# Ille autem ebrius uxoris suae umeris imposuerat manus...



## Buonaparte

Dear Forum,
 
In the phrase:
 
_Ille autem ebrius uxoris suae umeris imposuerat manus, _
 
is '_ebrius_' in apposition to '_Ille_'?
 
Buonaparte


----------



## J.F. de TROYES

Buonaparte said:


> Dear Forum,
> 
> In the phrase:
> 
> _Ille autem ebrius uxoris suae umeris imposuerat manus, _
> 
> is '_ebrius_' in apposition to '_Ille_'?
> 
> Buonaparte


 
I think so and I don't see anything else as possible.


----------



## Buonaparte

Yes, I think so too, but I am not sure why 'ebrius' can't be treated as an adjective and modify 'ille', ie 'that drunk man'. Can anyone explain that? Buonaparte


----------



## brian

By "apposition" you must have meant that you wanted to take _ebrius_ as a noun (in apposition to _ille_), i.e. something like _That man, a drunkard, ..._ But I think J.F. thought you meant "apposition" in the more general sense of, does _ebrius_ modify _ille_ (are they in _agreement_)? ... to which the answer of course is yes. But as you guessed, I don't think _ebrius_ is a noun here, but rather an adjective.
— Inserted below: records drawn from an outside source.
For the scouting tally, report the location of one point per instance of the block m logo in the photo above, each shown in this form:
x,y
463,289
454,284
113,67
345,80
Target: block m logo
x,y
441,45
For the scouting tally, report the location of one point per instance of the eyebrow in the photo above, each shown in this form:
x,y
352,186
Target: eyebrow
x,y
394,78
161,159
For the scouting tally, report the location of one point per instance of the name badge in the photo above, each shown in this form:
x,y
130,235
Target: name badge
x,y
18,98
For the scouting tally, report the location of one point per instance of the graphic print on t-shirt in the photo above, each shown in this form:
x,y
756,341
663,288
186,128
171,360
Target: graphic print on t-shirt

It's from Petronius's _Satyricon_. More context:



> Recreatus hoc sermone reposui cubitum, Habinnamque intrantem cum admiratione ingenti spectabam. Ille autem iam ebrius uxoris suae umeris imposuerat manus, ...


So I would take _ille_ as a demonstrative pronoun, referring to Habinnas, and _ebrius_ as an adjective:

_He/That man (Habinnas), however, now drunk, ..._


----------



## J.F. de TROYES

brian8733 said:


> So I would take _ille_ as a demonstrative pronoun, referring to Habinnas, and _ebrius_ as an adjective:
> 
> _He/That man (Habinnas), however, now drunk, ..._


 
That's also my opinion.


----------



## Stoicorum_simia

brian8733 said:


> So I would take _ille_ as a demonstrative pronoun, referring to Habinnas, and _ebrius_ as an adjective:
> 
> _He/That man (Habinnas), however, now drunk, ..._


 
_Iam_ in the original makes that absolutely clear.


----------



## falconskid007

Yes, it is an appositive


----------



## brian

By the strict definition of appositive, no it's not, because it's an adjective. See here.


----------



## Buonaparte

Brian

That's a really useful link for me. I hadn't come across that page before. Many thanks, Buonaparte


----------